Sejarah meriwayatkan, misteri keindahan kawah putih baru terungkap pada tahun 1837 ketika seorang peneliti botanis Belanda kelahiran Jerman, Dr. Franz Wilhelm Junghuhn (1809-1864) melakukan penelitian.
Jika warga setempat bergidik memasuki hutan berkabut itu, sebagai seorang ilmuwan, Junghuhn tidak begitu saja mempercayai keangkerannya. Setelah menanjak menembus hutan Gunung Patuha, dia terpana saat menemukan danau kawah yang begitu indah. Layaknya kawah gunung berapi pada umumnya yang mengeluarkan semburan lava belerang dan gas, begitu pulalah kawah putih.

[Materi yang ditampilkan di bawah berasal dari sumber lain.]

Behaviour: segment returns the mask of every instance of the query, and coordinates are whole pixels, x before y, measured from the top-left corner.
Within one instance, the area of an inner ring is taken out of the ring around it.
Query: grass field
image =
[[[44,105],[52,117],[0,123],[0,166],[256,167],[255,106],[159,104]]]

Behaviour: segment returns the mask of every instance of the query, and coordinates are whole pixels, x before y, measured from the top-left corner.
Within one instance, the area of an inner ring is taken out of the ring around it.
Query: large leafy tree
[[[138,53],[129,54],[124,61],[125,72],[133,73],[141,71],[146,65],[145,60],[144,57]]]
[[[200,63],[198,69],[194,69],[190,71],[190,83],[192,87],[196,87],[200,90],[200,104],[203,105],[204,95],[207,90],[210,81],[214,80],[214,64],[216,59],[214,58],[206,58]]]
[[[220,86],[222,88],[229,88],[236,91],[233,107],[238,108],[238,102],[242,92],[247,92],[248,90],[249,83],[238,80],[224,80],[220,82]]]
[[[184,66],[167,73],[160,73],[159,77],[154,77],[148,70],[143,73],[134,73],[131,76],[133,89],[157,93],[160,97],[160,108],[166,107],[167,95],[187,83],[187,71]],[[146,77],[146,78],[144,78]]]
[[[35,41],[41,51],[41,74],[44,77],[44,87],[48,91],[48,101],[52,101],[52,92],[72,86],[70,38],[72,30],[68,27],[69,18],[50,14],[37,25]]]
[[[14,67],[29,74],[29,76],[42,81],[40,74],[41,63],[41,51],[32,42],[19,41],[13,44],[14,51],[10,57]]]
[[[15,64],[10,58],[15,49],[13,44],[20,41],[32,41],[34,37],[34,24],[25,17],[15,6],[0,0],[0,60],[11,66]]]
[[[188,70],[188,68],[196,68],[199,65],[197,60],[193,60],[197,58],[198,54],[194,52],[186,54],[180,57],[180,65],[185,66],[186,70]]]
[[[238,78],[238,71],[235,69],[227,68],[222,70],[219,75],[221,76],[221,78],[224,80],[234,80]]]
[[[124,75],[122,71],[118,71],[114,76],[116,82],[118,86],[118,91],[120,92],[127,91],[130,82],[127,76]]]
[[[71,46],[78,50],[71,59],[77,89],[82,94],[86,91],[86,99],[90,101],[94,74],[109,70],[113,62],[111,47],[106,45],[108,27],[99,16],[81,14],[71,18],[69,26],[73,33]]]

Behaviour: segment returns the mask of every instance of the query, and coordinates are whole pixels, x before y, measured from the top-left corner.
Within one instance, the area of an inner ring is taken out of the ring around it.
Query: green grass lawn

Penelitiannya itu kemudian berhasil mengungkap kandungan fumarol belerang yang sangat tinggi itulah yang menyebabkan burung-burung mati jika terbang di atas permukaan danau kawah putih. Tidak sampai di situ, berkat penelitiannya juga, pada zaman pendudukan Belanda di kawah putih dibangun pabrik belerang Zwavel Ontgining-Kawah Putih. Pada zaman Jepang, usaha tersebut dilanjutkan dengan nama Kawah Putih Kenzanka Gokoya Ciwidey dalam penguasaan militer Jepang. Goa peninggalan bekas pertambangan belerang itu masih tersisa. Hanya saja pengunjung tidak bisa masuk karena dipalang pakai kayu. Jangankan masuk, berdiri lama-lama di depan goa itu saja dilarang.
Kendati ‘ceceran sorga’ itu sudah ditemukan sejak 1837, masyarakat luas baru bisa menikmati keindahannya sejak tahun 1987 setelah PT Perhutani (Persero) Unit III Jabar dan Banten mengembangkannya menjadi obyek wisata.
SITU PATENGGANG
Nama tempat ini, ada yang menyebut Patengan, juga ada yang menyebut Patenggang. Jika menilik etimologi nama patengan berasal dari pateang-teang (saling mencari), menjadi pateangan (menunjukkan tempat pencarian) hingga akhirnya menjadi patengan. Sedangkan nama patenggang adalah artinya terpisah oleh jarak atau kondisi. Hingga kini dua nama tersebut tetap dipakai, namun jika melihat nama desa tempat danau itu berada adalah desa Patengan, kawasan Rancabali.
Kawasan ini memiliki sebuah legenda sehingga muncul nama Situ Patenggang. Sejarah atau mitos tentang situ ini muncul ke disebabkan karena seorang pangeran dan seorang putri yang saling jatuh cinta, namun perjalanan cinta mereka tidak semulus dan seindah yang dibayangkan oleh keduanya karena dipisahkan oleh keadaan. Sehingga air mata mereka membentuk sebuah situ atau danau. Selanjutnya danau itu dinamai dengan situ patenggang. Pada akhirnya mereka dapat berkumpul kembali pada sebuah batu di situ tersebut yang diberi nama Batu Cinta. Konon siapapun yang pernah berkunjung dengan pasangannya, maka cinta mereka akan abadi.